The Institute of Energy Security (IES), is calling for further probes into reports that many oil-funded projects in the three regions of the north are non-existent.

The Institute wants those found complicit after the investigation prosecuted.

According to latest information from the Public Interest and Accountability Committee (PIAC), about 50% of earmarked projects supposed to have been funded with Ghana’s petroleum revenue do not either exist or were not properly executed.

Speaking to Citi News, Principal Research Analyst at the Institute of Energy Studies, Richmond Rockson, said those responsible for diverting the funds must not go unpunished.

“This is as a result of our institutions not being able to monitor such projects because these projects will normally go to Parliament, get approval, and when the expenditure is done you expect the Auditor General to be able to audit and bring a report. But we don’t have the systems working carefully, it has to take PIAC to go and follow up and check whether these projects are ongoing or not.”

“…So like I said, it must be investigated, these companies must be prosecuted and any official found to be culpable must be brought to book because we cannot continue having these issues and wasting the limited resources that we have in this manner,” he added.

Background

PIAC had told Citi Business News after its inspection of the beneficiary project areas that, the state lost about $1.2 billion dollars to the supposed non-existent oil-funded projects.

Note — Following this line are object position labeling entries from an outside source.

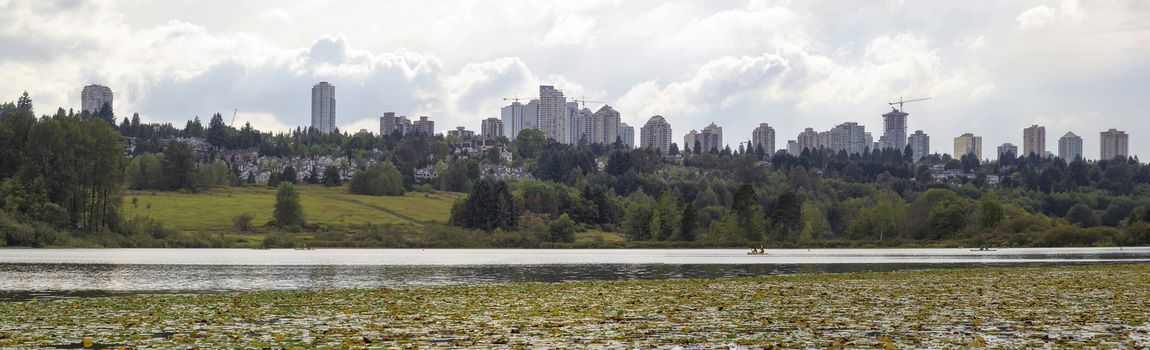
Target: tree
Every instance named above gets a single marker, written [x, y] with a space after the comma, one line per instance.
[562, 229]
[689, 223]
[380, 180]
[331, 176]
[179, 166]
[990, 211]
[488, 207]
[288, 211]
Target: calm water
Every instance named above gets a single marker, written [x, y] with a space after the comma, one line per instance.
[50, 272]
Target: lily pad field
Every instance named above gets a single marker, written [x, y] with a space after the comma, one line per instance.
[1078, 306]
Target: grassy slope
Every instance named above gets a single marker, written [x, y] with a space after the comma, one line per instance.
[214, 210]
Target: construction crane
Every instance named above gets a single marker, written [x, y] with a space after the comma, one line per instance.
[583, 103]
[515, 99]
[901, 101]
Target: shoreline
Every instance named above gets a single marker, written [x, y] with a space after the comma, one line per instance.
[1095, 305]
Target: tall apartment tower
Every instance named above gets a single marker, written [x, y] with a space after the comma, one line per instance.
[894, 130]
[93, 98]
[491, 128]
[627, 135]
[920, 144]
[1070, 146]
[807, 139]
[1114, 143]
[1034, 141]
[579, 124]
[850, 137]
[1007, 149]
[323, 107]
[553, 113]
[424, 124]
[656, 134]
[513, 119]
[710, 139]
[968, 144]
[605, 126]
[764, 136]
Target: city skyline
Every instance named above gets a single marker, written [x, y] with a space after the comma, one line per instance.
[983, 65]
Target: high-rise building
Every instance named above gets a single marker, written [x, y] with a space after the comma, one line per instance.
[894, 130]
[94, 97]
[920, 145]
[1114, 143]
[461, 132]
[710, 139]
[323, 107]
[390, 124]
[968, 144]
[579, 124]
[605, 126]
[1034, 141]
[553, 113]
[1070, 146]
[656, 134]
[849, 137]
[424, 124]
[513, 119]
[491, 128]
[809, 139]
[627, 135]
[1007, 150]
[764, 137]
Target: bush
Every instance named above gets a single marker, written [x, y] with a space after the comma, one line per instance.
[243, 222]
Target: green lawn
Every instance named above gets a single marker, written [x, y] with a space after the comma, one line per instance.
[214, 208]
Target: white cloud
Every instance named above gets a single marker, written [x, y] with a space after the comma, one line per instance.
[570, 30]
[1044, 14]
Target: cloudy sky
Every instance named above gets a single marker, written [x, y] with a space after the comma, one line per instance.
[990, 67]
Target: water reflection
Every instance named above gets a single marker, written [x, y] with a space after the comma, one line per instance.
[64, 273]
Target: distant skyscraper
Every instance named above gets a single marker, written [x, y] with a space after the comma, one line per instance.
[1007, 150]
[553, 113]
[850, 137]
[920, 145]
[809, 139]
[491, 128]
[93, 98]
[424, 124]
[627, 134]
[323, 107]
[513, 119]
[968, 144]
[710, 139]
[1114, 144]
[764, 136]
[461, 132]
[1070, 146]
[580, 124]
[605, 126]
[656, 134]
[1034, 141]
[894, 130]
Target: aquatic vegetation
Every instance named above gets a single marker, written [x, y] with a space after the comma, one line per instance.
[1094, 306]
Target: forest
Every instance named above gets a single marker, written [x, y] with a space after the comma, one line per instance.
[63, 176]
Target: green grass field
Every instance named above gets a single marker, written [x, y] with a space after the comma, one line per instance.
[215, 208]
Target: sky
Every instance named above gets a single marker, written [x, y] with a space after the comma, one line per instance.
[990, 67]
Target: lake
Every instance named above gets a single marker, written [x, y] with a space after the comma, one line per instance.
[64, 272]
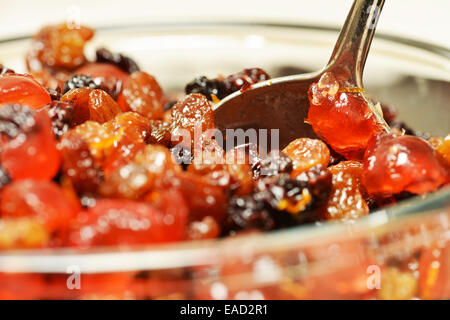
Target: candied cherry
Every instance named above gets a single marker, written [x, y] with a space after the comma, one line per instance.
[434, 264]
[132, 124]
[91, 104]
[61, 45]
[397, 285]
[159, 133]
[106, 71]
[23, 89]
[306, 153]
[130, 181]
[343, 119]
[442, 146]
[125, 222]
[23, 233]
[43, 200]
[61, 114]
[78, 165]
[393, 164]
[191, 118]
[123, 62]
[157, 160]
[141, 93]
[28, 144]
[346, 201]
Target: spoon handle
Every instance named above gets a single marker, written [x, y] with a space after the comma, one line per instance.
[350, 53]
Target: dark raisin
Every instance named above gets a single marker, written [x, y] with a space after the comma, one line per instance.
[389, 113]
[207, 87]
[61, 114]
[80, 81]
[245, 78]
[283, 193]
[319, 179]
[169, 105]
[335, 157]
[248, 213]
[111, 86]
[182, 155]
[16, 119]
[276, 162]
[123, 62]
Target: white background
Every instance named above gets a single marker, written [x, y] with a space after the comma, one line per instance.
[427, 20]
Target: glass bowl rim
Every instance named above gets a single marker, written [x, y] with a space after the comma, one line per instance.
[190, 253]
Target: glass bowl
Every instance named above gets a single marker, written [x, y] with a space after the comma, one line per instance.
[401, 252]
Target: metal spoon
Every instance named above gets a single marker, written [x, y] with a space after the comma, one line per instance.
[282, 103]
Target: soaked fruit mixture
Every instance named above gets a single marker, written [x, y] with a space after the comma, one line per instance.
[95, 153]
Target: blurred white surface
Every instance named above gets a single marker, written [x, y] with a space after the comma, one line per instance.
[423, 20]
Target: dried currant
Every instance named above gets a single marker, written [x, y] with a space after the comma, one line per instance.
[207, 87]
[276, 162]
[248, 213]
[80, 81]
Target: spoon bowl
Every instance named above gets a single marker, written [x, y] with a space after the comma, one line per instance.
[282, 103]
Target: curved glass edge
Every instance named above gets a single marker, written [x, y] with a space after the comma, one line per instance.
[195, 253]
[188, 254]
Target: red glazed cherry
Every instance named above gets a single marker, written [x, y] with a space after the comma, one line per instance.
[28, 144]
[343, 119]
[125, 222]
[43, 200]
[23, 89]
[393, 164]
[141, 93]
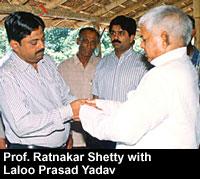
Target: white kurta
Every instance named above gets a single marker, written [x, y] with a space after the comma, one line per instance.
[161, 113]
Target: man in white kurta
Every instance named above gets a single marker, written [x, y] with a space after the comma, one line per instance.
[163, 111]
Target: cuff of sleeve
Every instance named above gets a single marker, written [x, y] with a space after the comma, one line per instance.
[66, 112]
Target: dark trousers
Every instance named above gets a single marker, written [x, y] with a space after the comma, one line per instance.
[24, 146]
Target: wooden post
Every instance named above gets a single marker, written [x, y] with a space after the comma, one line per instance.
[196, 15]
[97, 26]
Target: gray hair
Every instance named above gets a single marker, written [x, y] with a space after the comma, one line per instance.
[170, 18]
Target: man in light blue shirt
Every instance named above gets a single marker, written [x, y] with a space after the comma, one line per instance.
[35, 102]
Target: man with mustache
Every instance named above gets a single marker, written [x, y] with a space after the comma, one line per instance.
[120, 71]
[163, 112]
[35, 103]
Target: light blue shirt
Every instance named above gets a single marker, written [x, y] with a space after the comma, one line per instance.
[35, 105]
[114, 77]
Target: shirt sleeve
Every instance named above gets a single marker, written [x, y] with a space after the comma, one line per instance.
[22, 120]
[127, 122]
[95, 86]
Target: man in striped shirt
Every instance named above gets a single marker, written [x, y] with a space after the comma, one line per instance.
[35, 103]
[119, 72]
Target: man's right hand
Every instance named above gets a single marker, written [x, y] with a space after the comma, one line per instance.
[2, 143]
[75, 105]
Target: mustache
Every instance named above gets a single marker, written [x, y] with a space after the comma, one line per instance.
[116, 40]
[39, 51]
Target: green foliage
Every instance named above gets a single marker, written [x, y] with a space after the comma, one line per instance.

Chairman of PIAC, Dr. Steve Manteaw, in an interview, said his outfit had written to the Finance Ministry seeking clarifications on the matter while calling on the Auditor General to look into the findings.

“On these visits, we discovered, to our dismay, that about half of the projects were either non-existent or poorly executed,” Dr. Manteaw said.

As an example, he noted that “there was a particular case of the Duuri Dam where an amount of about GHc 58,000 was allocated for rehabilitation works. The allocation was done in 2014, but as at 2016 when we visited the project site, nothing had happened. The project was actually non-existent.”

“There is also the case of Nakore dam in the Wa central municipality. There was the Farikiya Islamic school in Tamale. Again, when we visited [these sites], the projects were nonexistent,” he added.